Seler thinks he recognizes in some of the figures represented under H’s hieroglyph in the manuscripts, a so-called “young god”. Such a deity is unknown and the assumption is entirely arbitrary. Apparently this “young god” is an invention of Brinton. The purely inductive and descriptive study of the manuscripts does not prove the existence of such a personage, and we must decline to admit him as the result of deductive reasoning. In this so-called “young god”, we miss, first of all, a characteristic mark, a distinct peculiarity such as belongs to all the figures of gods in the manuscripts without exception and by which he could be recognized. Except his so-called youthfulness, however, no such definite marks are to be found. Furthermore there is no figure of a god in the manuscripts which would not be designated by a definite characteristic hieroglyph. No such hieroglyph can be proved as belonging to the “young god”. The figures, which are supposed to have a “youthful appearance” in the Madrid manuscript, often convey this impression merely in consequence of their smallness and of the pitiful, squatting attitude in which they are represented. Furthermore real children do occur here and there, thus, for example, in the Dresden manuscript in connection with the pictures of women in the first part and in Tro. 20*c in the representation of the so-called “infant baptism.”
That god H has some relation to the serpent must be conjectured from what has been said. Thus, for example, on Dr. 15b, we see his hieroglyph belonging to the figure of a woman with the knotted serpent on her head, in Dr. 4a to the god P, who there bears a serpent in his hand, and in Dr. 35b in connection with a serpent with B’s head. What this relation is, cannot now be stated.

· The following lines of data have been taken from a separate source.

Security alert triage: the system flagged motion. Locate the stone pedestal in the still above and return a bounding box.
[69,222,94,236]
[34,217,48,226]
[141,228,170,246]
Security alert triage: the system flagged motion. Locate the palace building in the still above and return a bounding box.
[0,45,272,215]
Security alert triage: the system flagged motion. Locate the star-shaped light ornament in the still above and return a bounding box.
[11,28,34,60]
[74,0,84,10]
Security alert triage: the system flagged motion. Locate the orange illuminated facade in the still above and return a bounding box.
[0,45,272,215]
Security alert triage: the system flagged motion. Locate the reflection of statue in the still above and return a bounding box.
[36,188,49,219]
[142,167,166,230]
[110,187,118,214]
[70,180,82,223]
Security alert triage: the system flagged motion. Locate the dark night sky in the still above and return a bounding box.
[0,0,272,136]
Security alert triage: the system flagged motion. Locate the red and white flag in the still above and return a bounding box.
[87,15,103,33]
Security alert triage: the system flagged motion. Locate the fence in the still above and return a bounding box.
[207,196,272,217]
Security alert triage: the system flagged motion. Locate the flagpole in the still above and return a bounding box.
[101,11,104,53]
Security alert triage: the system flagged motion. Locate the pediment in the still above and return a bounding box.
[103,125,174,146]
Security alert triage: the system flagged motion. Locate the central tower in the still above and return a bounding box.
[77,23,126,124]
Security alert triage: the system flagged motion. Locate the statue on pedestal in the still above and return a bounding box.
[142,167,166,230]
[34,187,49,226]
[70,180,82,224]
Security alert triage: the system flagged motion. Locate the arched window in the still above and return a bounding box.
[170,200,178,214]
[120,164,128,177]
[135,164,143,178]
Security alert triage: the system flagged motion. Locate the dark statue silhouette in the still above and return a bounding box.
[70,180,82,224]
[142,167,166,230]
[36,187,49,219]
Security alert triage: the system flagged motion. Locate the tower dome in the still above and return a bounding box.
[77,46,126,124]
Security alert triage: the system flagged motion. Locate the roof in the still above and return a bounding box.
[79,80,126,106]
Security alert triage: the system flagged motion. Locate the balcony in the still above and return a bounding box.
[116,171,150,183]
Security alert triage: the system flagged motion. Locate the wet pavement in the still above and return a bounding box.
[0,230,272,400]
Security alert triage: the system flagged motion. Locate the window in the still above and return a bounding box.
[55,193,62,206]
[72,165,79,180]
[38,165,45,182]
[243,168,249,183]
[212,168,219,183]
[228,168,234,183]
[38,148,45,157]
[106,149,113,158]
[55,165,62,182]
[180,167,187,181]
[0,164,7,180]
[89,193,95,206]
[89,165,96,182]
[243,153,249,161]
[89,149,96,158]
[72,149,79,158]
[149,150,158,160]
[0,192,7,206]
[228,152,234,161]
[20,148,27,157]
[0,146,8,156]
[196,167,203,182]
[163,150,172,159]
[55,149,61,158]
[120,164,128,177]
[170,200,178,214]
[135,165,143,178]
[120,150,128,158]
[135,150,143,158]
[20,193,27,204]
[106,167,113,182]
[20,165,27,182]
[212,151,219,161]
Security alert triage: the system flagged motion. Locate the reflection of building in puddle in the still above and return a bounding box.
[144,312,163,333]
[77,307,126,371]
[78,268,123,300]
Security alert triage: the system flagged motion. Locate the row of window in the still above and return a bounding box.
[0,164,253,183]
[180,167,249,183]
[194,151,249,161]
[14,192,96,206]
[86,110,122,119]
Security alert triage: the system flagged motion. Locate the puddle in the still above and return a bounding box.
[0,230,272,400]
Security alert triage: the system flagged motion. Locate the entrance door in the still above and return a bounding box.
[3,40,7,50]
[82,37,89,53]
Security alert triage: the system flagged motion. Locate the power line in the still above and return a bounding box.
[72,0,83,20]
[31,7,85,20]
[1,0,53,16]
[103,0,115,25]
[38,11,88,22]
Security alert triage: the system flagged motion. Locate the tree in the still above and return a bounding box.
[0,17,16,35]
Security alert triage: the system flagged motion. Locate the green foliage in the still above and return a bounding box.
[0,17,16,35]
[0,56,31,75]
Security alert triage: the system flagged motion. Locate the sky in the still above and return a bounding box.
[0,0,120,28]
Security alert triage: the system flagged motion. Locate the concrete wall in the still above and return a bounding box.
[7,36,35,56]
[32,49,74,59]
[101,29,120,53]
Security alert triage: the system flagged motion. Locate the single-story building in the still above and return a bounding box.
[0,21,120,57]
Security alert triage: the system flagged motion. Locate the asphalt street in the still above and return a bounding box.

The day dedicated to god H is Chicchan, and the sign for this day is his distinguishing hieroglyph.
[Illustration: Fig. 41]
In the Dresden manuscript the figure of an old woman, with the body stained brown and claws in place of feet, occurs repeatedly. She wears on her head a knotted serpent and with her hands pours water from a vessel. Evidently we have here a personification of water in its quality of destroyer, a goddess of floods and cloud-bursts, which, as we know, play an important part in Central America. Page 27, of the Codex Troano contains a picture, in which this character of goddess I may be distinctly recognized. In accordance with this character, also on Dr. 74, where something resembling a flood is represented, she wears the cross-bones of the death-god.